I'm working on a bit of an app that can receive requests for the same query 
several times in rapid succession, and it's almost always the same in a 
short timespan.  Rather than doing datastore queries each time, I'd like to 
cache the information in memcache.

I first thought I'd model my mechanism on how ndb uses memcache.  If I'm 
reading the docs right 
at https://cloud.google.com/appengine/docs/python/ndb/cache#memcache , ndb 
will delete a memcache key prior to a .put() and expect the first .get() to 
populate the memcache.  But it sounds like this could cause a race if 
instance 1 is performing a put at the same time as instance 2 is performing 
a put, and that the stale data could be cached.


   1. Instance 1 determines it needs to put changes to an object into the 
   datastore.
   2. Instance 2 determines it needs to get the same object from datastore.
   3. Instance 1 deletes the memcache key.
   4. Instance 2 queries the memcache, and finds it empty.
   5. Instance 2 loads the old version from the datastore.
   6. Instance 1 puts the new version in the datastore.
   7. Instance 2 puts the old version's data into memcache.
   8. Much later, Instance 3 queries the memstore for the object, and gets 
   the old version.


In this case, this is only using methods that are supposed to have strong 
consistency guarantees, but the way they're composed means that ndb's 
"fetch by key" would not be strongly consistent.

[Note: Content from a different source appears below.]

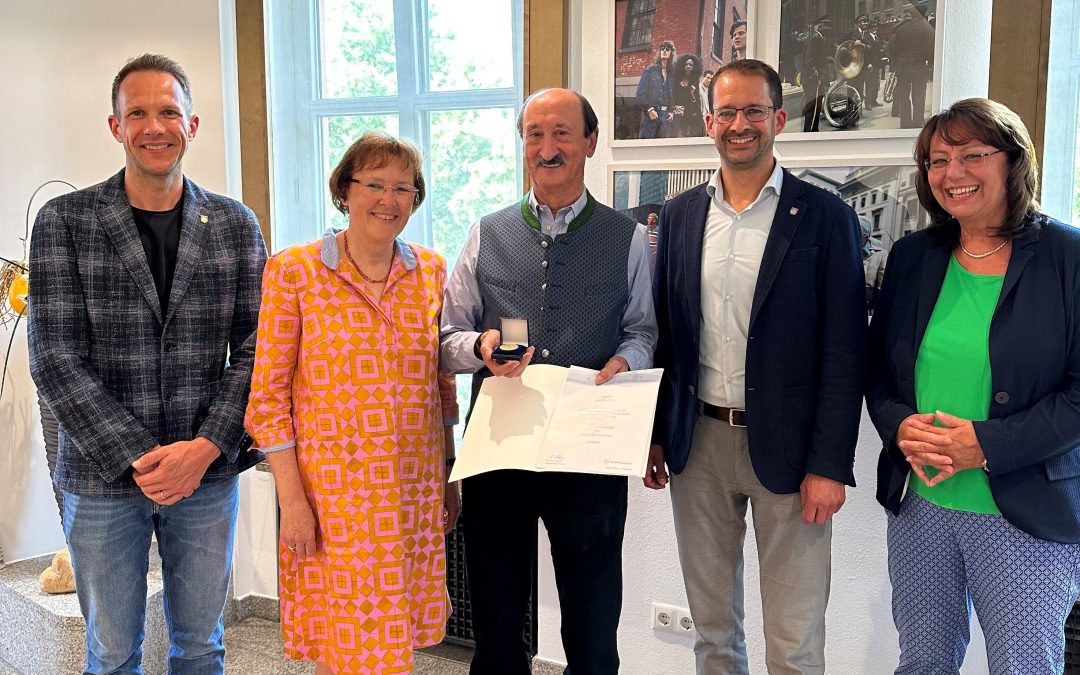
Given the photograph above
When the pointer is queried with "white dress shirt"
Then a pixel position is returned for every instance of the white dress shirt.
(730, 259)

I suspect the docs are simplifying the actual consistency protocol used by 
ndb, but this seems like a problem that needs to be solved pretty 
frequently.  Anybody have insights to share?

As I mentioned, my ultimate goal is to build a mechanism to cache a 
particular query in memcache, but I'm looking at just a get_by_id 
operation's caching to get ideas of how to do this well.